Introduction
A classification essay is used to find common denominators among categories, while a division essay breaks a thing into its components to find out how it works or why it does not work. William Zinsser’s 1978 essay, “College Pressures,” is a division essay which analyzes a group of students within the context of Yale University in his day. His main concern is that students see university as nothing more than a means to the end of a successful, profitable career.
He uses the technique of division to show that the students’ strategies for getting through university in conflict with their own needs and desires. In other words, within that division students are torn between what they want to do and what they feel obliged to do. In analyzing student strategies, Zinsser shows why students are failing in spite of working harder than ever before.
Discussion
He begins his analysis of that division by stating that students routinely overload their schedule with difficult courses, not for the sake of gaining more knowledge but to enhance their transcript. Zinsser reproduces some of the notes left under the dean’s door at all hours of the night to illustrate his point. These notes, he says, are the “authentic voices of a generation that is panicky to succeed.” Students do not want to take any chances with their future, they want to secure every aspect of it including “a pre-paid grave” (Zinsser PAGE). As a strategy this backfires by producing so much anxiety that students fall hopelessly behind in their work.
One reason why students’ strategies are counterproductive is that students attach more value to their parents’ wishes than their own. Parents want their children to choose profitable and prestigious careers such as medicine or law, even though their children might prefer to concentrate on the humanities. In addition, “hovering, tuition-paying parents” also pressure faculty members and administrators to raise grades, causing an epidemic of grade inflation (Primack).
The fact that their parents want a guaranteed return on their tuition payments makes students even more obsessed with high grades. In this division, then, a shift of focus on the part of students, from working hard to deserve a good grade to just getting a good grade, proves counterproductive because education becomes a secondary consideration.
Another conflict within the division arises because students pay more attention to their peers than to their “blithe inner spirit” (Zinsser PAGE). If they perceive that their peers are studying all night, they will do the same and more. They believe that good jobs are scarce and that they must put their own needs second to outdoing their peers and pleasing their parents. Such over-achievers raise the level of difficulty for everyone else, says Zinsser, thereby intensifying the competition at the expense of real education (PAGE).
In this competition a student’s GPA becomes the only consideration. Yale professor Charles Bailyn says students are unwilling to take courses in which they might not get a good grade, including core science courses “and that’s not a good thing” (qtd. in Lee). Again students’ strategies are seen to be self-defeating because to succeed they must choose courses that will benefit their GPA and forgo courses that will actually qualify them for the profession of their parents’ choice.
Conclusion
To show what students would like to do, Zinsser lists all the qualities they have demonstrated in their interaction with him outside the classroom, such as their curiosity, creativity and interest in ideas; “their quality of humanity,” as he calls it (PAGE). Many of these students are the kind who, not so long ago, would have been content with a “gentlemen’s C,” earned while learning about a great variety of subjects, many in the liberal arts, and so graduating as well-rounded, well-educated men and women.
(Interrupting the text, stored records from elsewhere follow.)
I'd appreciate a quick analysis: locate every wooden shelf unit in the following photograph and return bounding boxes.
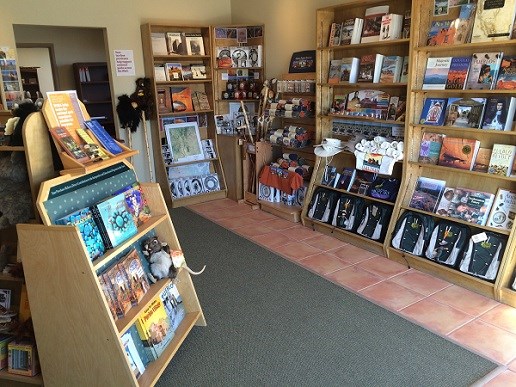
[387,0,516,307]
[17,162,206,386]
[141,23,227,207]
[301,0,413,256]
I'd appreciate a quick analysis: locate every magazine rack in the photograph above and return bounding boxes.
[17,161,206,386]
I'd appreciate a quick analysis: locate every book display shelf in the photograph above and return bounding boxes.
[212,24,265,204]
[301,0,412,260]
[141,24,227,207]
[17,161,206,386]
[387,0,516,306]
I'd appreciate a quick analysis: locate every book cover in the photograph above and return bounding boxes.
[380,55,403,83]
[91,193,138,249]
[495,55,516,90]
[348,170,376,195]
[487,144,516,176]
[165,63,183,81]
[360,5,389,43]
[136,295,174,357]
[422,56,452,90]
[472,147,493,173]
[471,0,516,43]
[418,132,444,165]
[185,32,204,55]
[118,248,149,306]
[444,56,471,90]
[409,176,446,212]
[84,120,123,155]
[170,87,194,113]
[340,17,364,46]
[426,20,455,46]
[419,98,448,126]
[446,187,494,226]
[438,136,480,171]
[482,95,516,131]
[486,188,516,230]
[49,127,91,164]
[115,183,151,227]
[464,52,503,90]
[54,207,106,261]
[445,97,486,129]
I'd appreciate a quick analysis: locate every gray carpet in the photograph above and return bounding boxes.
[157,208,496,387]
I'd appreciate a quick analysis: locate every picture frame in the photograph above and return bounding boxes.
[164,122,204,164]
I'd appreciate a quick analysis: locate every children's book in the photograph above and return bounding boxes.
[444,97,486,129]
[418,132,445,164]
[438,136,480,171]
[464,51,503,90]
[482,96,516,131]
[486,188,516,230]
[91,193,138,249]
[419,98,448,126]
[54,207,106,261]
[422,56,452,90]
[487,144,516,176]
[444,56,471,90]
[495,55,516,90]
[409,176,446,212]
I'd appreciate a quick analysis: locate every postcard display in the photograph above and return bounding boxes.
[17,160,206,386]
[141,24,227,207]
[386,0,516,306]
[301,0,411,260]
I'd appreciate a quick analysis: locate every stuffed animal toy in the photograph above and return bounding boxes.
[142,237,206,283]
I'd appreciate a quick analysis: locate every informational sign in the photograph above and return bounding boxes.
[113,50,135,77]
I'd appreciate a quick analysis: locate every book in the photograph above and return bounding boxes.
[151,32,168,55]
[136,294,174,359]
[464,52,503,90]
[118,248,150,306]
[445,97,486,129]
[170,87,194,113]
[444,56,471,90]
[471,147,493,173]
[426,20,455,46]
[165,63,183,81]
[486,188,516,230]
[360,5,389,43]
[419,98,448,126]
[91,192,138,249]
[340,17,364,46]
[340,57,360,83]
[185,32,204,55]
[409,176,446,212]
[422,56,452,90]
[328,22,342,47]
[54,207,106,261]
[487,144,516,176]
[471,0,516,43]
[114,183,151,227]
[418,132,444,165]
[495,55,516,90]
[84,120,123,155]
[481,95,516,131]
[380,55,403,83]
[379,13,403,41]
[438,136,480,171]
[444,187,494,226]
[49,127,91,164]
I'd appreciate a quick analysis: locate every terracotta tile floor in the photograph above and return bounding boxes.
[189,199,516,387]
Students are now repressing that quality of humanity for the most part, expressing it only in their spare time when they might write an article for the campus newspaper or take part in a play. For the most part their strategies are not their own but are imposed on them by parents, peers and the economy. Zinsser shows in his analysis of student strategies that by focusing on security students are actually forfeiting their happiness and, in many cases, reducing their chances at succeeding. He tries to make them see by analyzing their strategies that bad motives, like bad means can only produce bad ends. Successful men and women, by contrast, trusted in their quality of humanity and their blithe inner spirit.
Works Cited
Lee, Brian. “Grade Inflation Debate Extends Beyond Ivies.” The Yale Daily News, 2009. Web.
Primack, Phil. “Doesn’t Anybody Get a C Anymore?” The Boston Globe. 2008. Web.
Zinsser, Howard. “College Pressures.” The Longman Reader. London: Longman, 2007.